Hoy cumples años, y más allá de los patines
que deseas y el beso que siempre me pides y me das, quiero regalarte estos
rasguños que son, ya sabes, mi forma preferida de expresar el agradecimiento
que le debo a la vida porque estás aquí. El otro día, al salir de mi habitación
a buscar un vaso de agua te hallé en la sala, tumbada en el sofá con la lámpara
encendida. Leías. Ahí estabas, soñando, perdida entre párrafos y hojas, entre
dibujos, letras, puntos y seguidos o signos de interrogación. Me acerqué a ti,
se me ocurrió hacerte una fotografía con el teléfono que vi sobre la mesa,
justo al lado del gato de madera que te gusta,
para luego echarme a tu lado y dialogar sobre el libro que tenías entre
las manos, charlar de los misterios que te perturban el sueño, de las
maravillas que de a poco vas saboreando en estos días (la vida no es un valle
de lágrimas, eso no lo olvides nunca), de cómo un personaje literario tiene
tanto de nosotros y al revés. Esa noche tuve la certeza, al verte devorando las
páginas, de que no todo está perdido. El mundo, esto también lo has remarcado
para mí, puede ser un lugar más vivible, más noble, más humano. Sacudes,
renuevas, traes a colación mis viejas esperanzas.

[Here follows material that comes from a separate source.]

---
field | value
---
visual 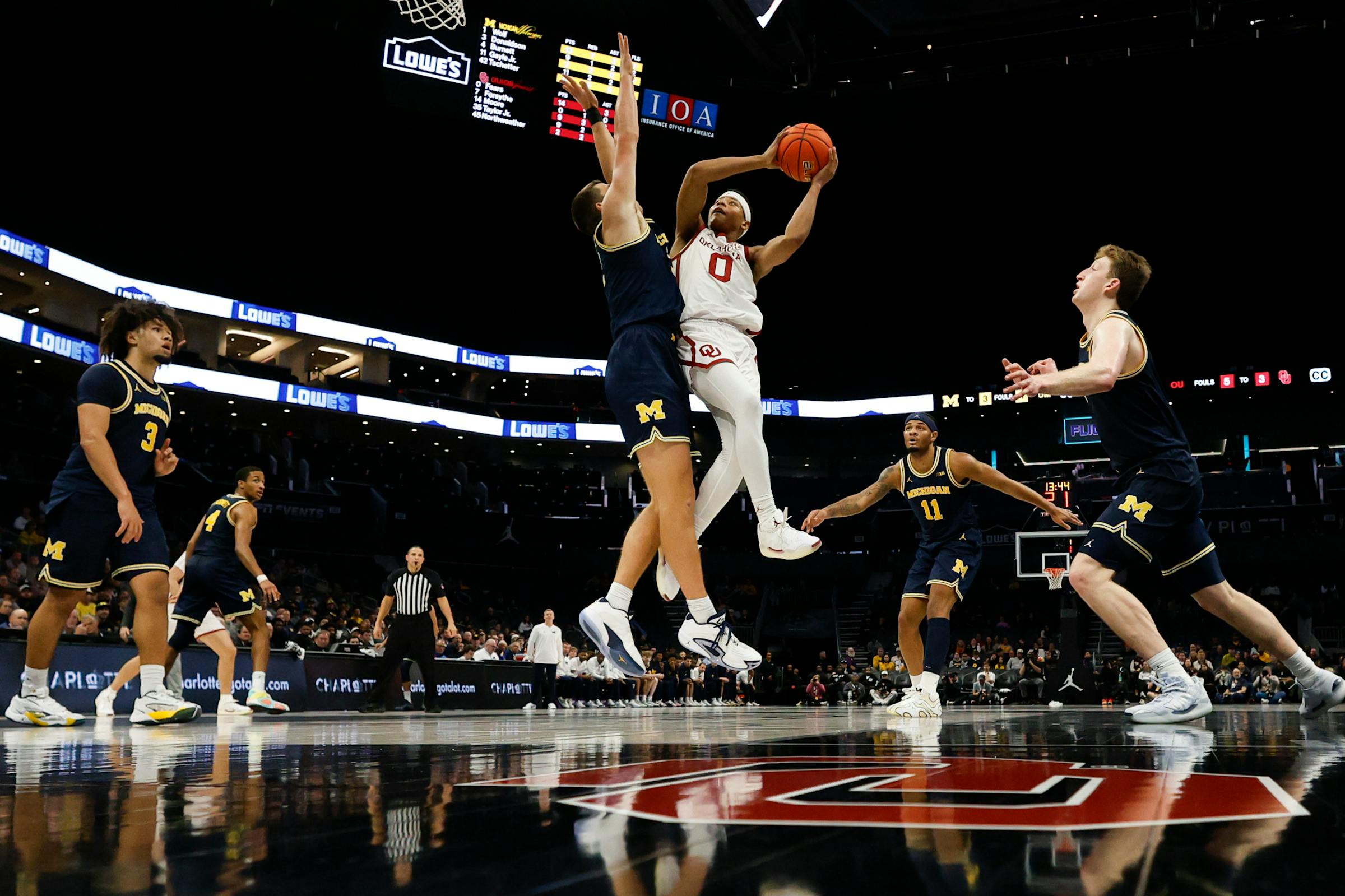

Y nada, nada, que ya va siendo hora de ir
terminando y de decirte feliz cumpleaños, Camila, mientras te abrazo y te beso
y subo a una nube al contemplar tu sonrisa de gato amarillo, que es como suelo
llamarte en secreto con ese lenguaje inventado que a diario compartimos y que
crece, crece, justo como una panza hinchada por tantos caramelos y helados y
pasteles. Un beso, enorme, desde la escritura, únicamente para ti.
3 comentarios:
Maestro, los hijos... Un gran abrazo.
Textos únicos Róger... Cada café del día, con los hijos rondando cada palabra, cada signo, sólo ellos lo convierten en algo mágico... Palabras sentidas y compartidas amigo Róger... Saludos y abrazos
Roberto, Ana, Manuel, los hijos son los colores intensos, briilantes, de todos nuestros días. Abrazos y mil gracias por leer y escribir.